Chapter 23. LEASES

James R. Adler, CPA, CFE, PhD

Adler Consulting, Ltd.

INTRODUCTION AND BACKGROUND INFORMATION

A lease is an agreement conveying the right to use property, plant, or equipment, usually for a stated period of time. Since World War II, the leasing industry has become a major economic force, and leasing has become a method by which to finance acquisitions of property.

The rapid growth created by the demand to lease everything from equipment to automobiles, furniture, and even people has caused a highly price-competitive environment. Lessors earn their profits by buying equipment at lower prices than ordinary buyers, charging brokerage fees, and getting tax deductions for equipment write-offs. The 1986 Tax Reform Act has wiped out tax credits, removing some of the traditional cash flow advantages that lessors could gain upon initiating a leasing transaction.

Traditionally, lessees prefer to have operating leases rather than capital leases so that the future lease payment obligations do not appear on the balance sheet as a liability.

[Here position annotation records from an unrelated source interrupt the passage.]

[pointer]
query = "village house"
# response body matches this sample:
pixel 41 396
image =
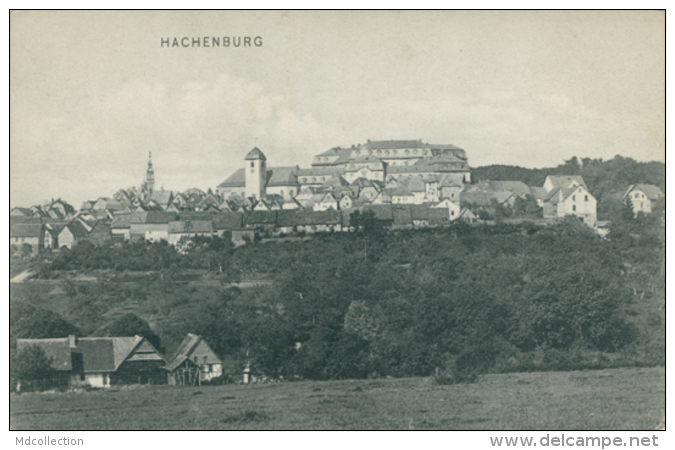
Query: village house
pixel 153 226
pixel 193 362
pixel 453 208
pixel 98 233
pixel 185 229
pixel 26 233
pixel 101 361
pixel 568 195
pixel 642 197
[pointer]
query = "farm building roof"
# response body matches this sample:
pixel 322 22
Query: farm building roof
pixel 25 229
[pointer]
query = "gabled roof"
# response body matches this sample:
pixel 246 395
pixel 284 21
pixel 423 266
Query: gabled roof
pixel 227 220
pixel 184 350
pixel 335 151
pixel 121 221
pixel 319 172
pixel 191 226
pixel 652 192
pixel 260 217
pixel 517 187
pixel 560 181
pixel 237 179
pixel 162 197
pixel 309 217
pixel 375 145
pixel 25 229
pixel 539 193
pixel 99 354
pixel 401 191
pixel 282 176
pixel 419 212
pixel 26 212
pixel 160 217
pixel 485 198
pixel 77 229
pixel 255 153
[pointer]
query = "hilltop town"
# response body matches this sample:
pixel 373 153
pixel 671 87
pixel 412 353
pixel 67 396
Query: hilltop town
pixel 402 183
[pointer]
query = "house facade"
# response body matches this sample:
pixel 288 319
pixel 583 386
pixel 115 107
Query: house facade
pixel 193 362
pixel 102 361
pixel 642 197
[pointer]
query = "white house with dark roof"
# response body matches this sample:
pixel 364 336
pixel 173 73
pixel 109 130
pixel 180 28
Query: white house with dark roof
pixel 642 197
pixel 257 180
pixel 568 195
pixel 374 160
pixel 193 362
pixel 188 229
pixel 31 233
pixel 101 361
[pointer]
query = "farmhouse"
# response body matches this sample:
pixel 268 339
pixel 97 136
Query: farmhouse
pixel 193 362
pixel 22 233
pixel 642 197
pixel 101 361
pixel 568 195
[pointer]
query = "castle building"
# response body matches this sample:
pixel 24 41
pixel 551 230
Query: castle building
pixel 379 161
pixel 149 184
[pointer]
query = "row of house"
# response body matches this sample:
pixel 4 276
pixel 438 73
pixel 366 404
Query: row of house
pixel 106 361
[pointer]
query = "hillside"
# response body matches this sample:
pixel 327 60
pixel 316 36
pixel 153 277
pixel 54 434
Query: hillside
pixel 381 303
pixel 606 180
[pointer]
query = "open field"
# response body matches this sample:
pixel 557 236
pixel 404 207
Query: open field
pixel 613 399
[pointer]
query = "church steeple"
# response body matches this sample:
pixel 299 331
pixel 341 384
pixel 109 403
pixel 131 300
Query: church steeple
pixel 150 174
pixel 149 184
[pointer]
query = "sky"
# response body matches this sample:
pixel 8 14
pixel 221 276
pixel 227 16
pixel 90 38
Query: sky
pixel 92 93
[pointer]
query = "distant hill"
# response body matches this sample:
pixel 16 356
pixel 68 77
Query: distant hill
pixel 608 178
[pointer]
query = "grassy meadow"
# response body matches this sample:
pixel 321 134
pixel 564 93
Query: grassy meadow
pixel 611 399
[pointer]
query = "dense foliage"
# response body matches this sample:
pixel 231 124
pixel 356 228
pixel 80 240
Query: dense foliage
pixel 131 325
pixel 404 303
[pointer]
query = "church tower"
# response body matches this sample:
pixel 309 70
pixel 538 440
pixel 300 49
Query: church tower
pixel 256 173
pixel 149 183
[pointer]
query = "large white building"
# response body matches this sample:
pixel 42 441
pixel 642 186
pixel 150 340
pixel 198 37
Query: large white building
pixel 382 161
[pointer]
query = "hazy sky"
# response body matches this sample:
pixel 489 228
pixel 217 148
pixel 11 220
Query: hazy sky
pixel 93 92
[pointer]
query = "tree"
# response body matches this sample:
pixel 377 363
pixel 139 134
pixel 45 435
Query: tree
pixel 132 325
pixel 31 363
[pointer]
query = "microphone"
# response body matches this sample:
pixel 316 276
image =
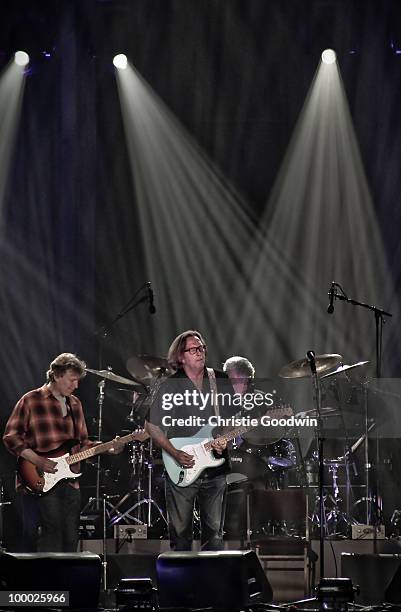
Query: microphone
pixel 152 308
pixel 311 358
pixel 330 307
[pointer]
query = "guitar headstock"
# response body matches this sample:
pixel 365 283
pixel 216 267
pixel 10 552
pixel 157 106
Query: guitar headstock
pixel 282 411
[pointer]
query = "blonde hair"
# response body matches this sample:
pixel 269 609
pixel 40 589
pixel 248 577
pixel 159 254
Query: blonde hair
pixel 64 362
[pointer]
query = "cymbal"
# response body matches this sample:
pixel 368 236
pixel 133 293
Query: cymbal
pixel 145 367
pixel 301 368
pixel 325 411
pixel 114 377
pixel 125 396
pixel 344 368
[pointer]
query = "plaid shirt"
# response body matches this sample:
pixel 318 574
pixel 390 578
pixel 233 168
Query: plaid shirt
pixel 37 422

(a) FINANCING ADVANTAGES OF LEASING.

The financing advantages associated with leasing include the following:

  • Leasing permits 100 percent financing, whereas a normal equipment loan may require a 20 percent to 40 percent initial down payment. Leasing can thereby conserve cash and working capital.

  • Longer terms than are normally available with loans can be arranged for leasing many types of capital equipment.

  • Financing of initial acquisition costs is ...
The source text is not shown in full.